First thing first, we need to read in `passim`'s JSON output; each JSON document represents a *text reuse passage* (not a cluster!) and the data is split over several smallish JSON files contained in `passim`'s output directory.

In [None]:
impresso_tr_passages = read_passim_json(impresso_passim_output_path)

In [None]:
# eebo_tr_passages = read_passim_json(eebo_passim_output_path)

## Reshaping data: from passages to clusters

Since `passim`'s JSON represents text reuse passages, in order to do some analysis on text reuse clusters we need to **reshape** our data. This is done by calling the `passages2clusters` function which will transform a DataFrame of passages into a DataFrame of clusters. 

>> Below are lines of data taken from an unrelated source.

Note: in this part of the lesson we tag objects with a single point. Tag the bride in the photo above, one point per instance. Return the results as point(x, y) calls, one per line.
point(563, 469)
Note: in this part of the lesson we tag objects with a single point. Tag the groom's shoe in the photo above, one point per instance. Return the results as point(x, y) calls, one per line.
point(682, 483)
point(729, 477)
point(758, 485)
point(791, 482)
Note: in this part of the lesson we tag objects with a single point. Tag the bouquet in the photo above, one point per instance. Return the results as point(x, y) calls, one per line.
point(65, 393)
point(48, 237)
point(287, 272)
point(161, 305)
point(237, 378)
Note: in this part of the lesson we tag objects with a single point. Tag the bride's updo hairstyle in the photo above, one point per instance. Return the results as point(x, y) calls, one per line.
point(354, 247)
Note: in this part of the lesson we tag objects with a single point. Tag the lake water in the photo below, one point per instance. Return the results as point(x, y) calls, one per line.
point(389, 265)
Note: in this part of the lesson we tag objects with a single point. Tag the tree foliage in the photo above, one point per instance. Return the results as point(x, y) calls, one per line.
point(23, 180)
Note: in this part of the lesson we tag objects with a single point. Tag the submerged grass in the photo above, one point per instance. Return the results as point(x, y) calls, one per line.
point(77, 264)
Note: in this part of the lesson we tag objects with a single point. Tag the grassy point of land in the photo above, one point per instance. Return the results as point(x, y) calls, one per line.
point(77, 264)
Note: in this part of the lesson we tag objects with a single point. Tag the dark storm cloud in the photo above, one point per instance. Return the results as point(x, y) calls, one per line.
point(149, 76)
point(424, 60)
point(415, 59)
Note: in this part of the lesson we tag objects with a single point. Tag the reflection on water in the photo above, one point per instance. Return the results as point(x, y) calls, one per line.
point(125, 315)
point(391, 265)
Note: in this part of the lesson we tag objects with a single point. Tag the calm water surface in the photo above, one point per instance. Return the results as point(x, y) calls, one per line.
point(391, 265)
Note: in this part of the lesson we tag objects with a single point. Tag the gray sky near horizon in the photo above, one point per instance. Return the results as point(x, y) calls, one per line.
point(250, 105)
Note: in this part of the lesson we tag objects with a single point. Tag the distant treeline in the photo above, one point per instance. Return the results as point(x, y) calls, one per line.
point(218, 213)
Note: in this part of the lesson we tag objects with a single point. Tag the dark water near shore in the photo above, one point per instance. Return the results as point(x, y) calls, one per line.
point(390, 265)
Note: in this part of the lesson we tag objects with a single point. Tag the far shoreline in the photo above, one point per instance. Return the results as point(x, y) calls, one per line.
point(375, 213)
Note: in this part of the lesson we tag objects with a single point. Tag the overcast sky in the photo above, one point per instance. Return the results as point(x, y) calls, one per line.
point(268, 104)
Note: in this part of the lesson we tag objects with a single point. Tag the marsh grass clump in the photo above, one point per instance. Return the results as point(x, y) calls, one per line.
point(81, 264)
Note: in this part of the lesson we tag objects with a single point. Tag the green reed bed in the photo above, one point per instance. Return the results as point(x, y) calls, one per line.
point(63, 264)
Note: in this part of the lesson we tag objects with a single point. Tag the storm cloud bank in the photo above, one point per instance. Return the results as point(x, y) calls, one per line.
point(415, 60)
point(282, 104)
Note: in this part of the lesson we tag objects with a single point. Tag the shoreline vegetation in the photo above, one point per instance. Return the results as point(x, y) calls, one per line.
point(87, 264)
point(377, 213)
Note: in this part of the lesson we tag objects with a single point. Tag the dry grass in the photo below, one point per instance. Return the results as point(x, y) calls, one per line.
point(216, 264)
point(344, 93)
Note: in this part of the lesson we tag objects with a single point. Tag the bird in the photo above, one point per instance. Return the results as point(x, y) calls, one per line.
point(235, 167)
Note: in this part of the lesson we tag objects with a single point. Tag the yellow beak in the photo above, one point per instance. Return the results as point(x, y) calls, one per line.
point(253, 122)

Here, for the sake of semplicity, each cluster has two bits of information (columns): 
1. a cluster ID (the one assigned by `passim`)
2. its size, namely the number of similar/repeated passages that a cluster contains. 

In [None]:
impresso_tr_clusters = passages2clusters(impresso_tr_passages)

In [None]:
impresso_tr_clusters.shape[0]

## Plotting the distribution of cluster sizes

In [None]:
impresso_tr_clusters.cluster_size.value_counts()

In [None]:
impresso_tr_clusters.cluster_size.describe()

In [None]:
impresso_tr_clusters.quantile(.9)

In [None]:
%matplotlib inline
ax = impresso_tr_clusters.cluster_size.value_counts().plot(
    kind='bar',
    log=False,
    grid=True,
    figsize=(10, 8),
    xlabel='Cluster size',
    ylabel='Frequency',
    title='Distribution of text reuse cluster sizes'
)

In [None]:
%matplotlib inline
ax = impresso_tr_clusters.cluster_size.value_counts().plot(
    kind='bar',
    log=True,
    grid=True,
    figsize=(10, 8),
    xlabel='Cluster size',
    ylabel='Frequency',
    title='Distribution of text reuse cluster sizes (plotted on a logarithmic scale)'
)